Posted by Nobody/Anonymous on December 2, 2005
Because there can be two events in one ISR (i.e. Rx and Tx at the same time), then what happens when two tasks of the same priority were waiting, one for Tx and another for Rx? Which one will start first?

RE: TaskWoken flag in xQueueReceiveFromISR()

Posted by Nobody/Anonymous on December 2, 2005
As tasks are unblocked they are placed at the back of the queue of tasks that are ready to run at that priority. Therefore they will execute in the order they were unblocked. If you want one to be guaranteed to execute first then it requires a higher priority.

RE: TaskWoken flag in xQueueReceiveFromISR()

Posted by Jeff Smith on December 2, 2005
I hope that's correct, that the first one woken is the first one to executed.

In practice however, adding tasks is not working that way. When I add multiple tasks of the same priority, the *last* one added of highest priority runs first because pxCurrentTCB points to it when the scheduler starts. Is that intended?

RE: TaskWoken flag in xQueueReceiveFromISR()
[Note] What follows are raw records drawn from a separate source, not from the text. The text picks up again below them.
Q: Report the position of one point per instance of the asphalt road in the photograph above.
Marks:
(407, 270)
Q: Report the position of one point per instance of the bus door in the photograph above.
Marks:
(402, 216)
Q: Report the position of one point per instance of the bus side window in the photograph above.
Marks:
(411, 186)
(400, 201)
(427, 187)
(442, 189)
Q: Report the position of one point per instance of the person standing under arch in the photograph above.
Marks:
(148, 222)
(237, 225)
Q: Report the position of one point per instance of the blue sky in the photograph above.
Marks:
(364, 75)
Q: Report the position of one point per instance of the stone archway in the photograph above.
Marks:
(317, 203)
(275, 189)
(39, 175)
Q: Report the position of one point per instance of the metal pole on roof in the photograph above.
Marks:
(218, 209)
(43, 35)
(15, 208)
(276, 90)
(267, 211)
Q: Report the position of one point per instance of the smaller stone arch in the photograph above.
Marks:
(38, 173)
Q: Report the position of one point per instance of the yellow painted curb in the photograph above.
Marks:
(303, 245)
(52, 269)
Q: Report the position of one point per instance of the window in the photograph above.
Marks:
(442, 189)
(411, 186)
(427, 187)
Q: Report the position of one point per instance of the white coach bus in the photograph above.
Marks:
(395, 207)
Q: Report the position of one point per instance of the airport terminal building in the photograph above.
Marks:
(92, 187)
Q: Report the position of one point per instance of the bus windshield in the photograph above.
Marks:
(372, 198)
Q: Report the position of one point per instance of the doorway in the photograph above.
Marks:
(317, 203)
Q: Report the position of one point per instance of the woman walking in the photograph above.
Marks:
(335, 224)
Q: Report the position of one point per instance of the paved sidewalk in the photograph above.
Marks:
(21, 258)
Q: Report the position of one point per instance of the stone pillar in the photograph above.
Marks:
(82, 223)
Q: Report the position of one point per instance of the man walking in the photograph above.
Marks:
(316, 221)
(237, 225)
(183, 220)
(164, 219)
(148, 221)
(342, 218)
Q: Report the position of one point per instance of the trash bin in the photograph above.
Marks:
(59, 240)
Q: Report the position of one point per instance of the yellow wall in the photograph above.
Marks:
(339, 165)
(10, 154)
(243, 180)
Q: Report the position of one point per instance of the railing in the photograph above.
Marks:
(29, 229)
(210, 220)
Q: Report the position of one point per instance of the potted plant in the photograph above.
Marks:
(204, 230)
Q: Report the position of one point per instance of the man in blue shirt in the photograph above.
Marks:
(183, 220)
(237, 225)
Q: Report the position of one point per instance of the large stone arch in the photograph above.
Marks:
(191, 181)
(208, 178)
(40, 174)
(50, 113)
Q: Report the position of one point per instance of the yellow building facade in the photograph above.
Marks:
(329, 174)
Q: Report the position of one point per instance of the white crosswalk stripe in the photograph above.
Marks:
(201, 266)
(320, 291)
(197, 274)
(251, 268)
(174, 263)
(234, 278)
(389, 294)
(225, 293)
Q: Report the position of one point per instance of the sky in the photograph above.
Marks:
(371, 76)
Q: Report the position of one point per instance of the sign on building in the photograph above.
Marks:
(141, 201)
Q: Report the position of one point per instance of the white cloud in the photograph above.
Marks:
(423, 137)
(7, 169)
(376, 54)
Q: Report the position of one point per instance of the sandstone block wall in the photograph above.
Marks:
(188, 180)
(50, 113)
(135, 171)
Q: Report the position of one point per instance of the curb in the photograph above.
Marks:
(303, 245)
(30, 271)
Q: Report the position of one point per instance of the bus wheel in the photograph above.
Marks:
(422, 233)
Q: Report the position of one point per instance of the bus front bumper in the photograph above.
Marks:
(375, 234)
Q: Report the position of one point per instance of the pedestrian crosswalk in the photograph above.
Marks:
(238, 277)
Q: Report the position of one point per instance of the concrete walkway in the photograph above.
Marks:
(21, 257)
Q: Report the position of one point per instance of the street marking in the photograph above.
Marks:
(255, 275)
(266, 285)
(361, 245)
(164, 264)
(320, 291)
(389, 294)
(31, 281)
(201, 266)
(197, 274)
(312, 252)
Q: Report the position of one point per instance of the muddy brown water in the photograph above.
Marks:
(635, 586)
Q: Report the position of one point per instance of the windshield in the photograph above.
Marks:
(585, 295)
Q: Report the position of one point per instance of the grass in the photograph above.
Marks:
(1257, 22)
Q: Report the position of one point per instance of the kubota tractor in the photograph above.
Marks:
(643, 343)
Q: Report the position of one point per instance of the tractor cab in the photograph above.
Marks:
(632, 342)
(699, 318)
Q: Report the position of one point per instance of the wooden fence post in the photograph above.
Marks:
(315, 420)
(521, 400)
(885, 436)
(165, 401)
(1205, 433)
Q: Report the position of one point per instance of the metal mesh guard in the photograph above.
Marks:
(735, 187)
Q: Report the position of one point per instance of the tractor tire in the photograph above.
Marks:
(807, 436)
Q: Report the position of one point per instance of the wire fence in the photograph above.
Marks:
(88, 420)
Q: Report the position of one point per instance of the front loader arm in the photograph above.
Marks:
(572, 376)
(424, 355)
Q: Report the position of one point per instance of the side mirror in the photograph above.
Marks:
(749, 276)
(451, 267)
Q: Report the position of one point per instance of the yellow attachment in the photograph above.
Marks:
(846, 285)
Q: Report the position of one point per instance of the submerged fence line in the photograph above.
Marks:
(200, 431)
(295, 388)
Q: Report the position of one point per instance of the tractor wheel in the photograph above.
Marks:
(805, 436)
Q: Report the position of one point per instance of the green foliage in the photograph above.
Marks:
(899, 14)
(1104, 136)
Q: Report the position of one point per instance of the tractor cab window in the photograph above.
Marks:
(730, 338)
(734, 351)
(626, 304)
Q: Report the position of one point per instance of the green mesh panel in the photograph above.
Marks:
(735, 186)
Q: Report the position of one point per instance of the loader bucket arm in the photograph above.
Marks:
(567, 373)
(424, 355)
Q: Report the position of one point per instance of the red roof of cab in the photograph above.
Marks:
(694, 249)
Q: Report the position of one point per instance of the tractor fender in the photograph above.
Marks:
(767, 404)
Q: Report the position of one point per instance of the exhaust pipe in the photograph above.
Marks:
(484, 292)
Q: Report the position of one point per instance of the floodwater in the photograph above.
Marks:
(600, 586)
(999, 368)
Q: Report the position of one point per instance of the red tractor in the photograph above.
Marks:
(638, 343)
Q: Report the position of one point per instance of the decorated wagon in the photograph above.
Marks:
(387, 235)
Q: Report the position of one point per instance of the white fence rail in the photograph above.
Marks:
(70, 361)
Posted by Nobody/Anonymous on December 2, 2005
Before starting the scheduler it is another matter. The lines:

if( pxCurrentTCB->uxPriority <= uxPriority )
____pxCurrentTCB = ( volatile tskTCB * volatile ) pxNewTCB;

mean that prior to the scheduler being started - if a task has a priority greater than OR EQUAL to the currently highest priority task, then it will be the 'current' task when the scheduler is started.

Therefore if your highest priority is 3 - and you create two tasks of priority 3 - the task created second will be the task to execute first.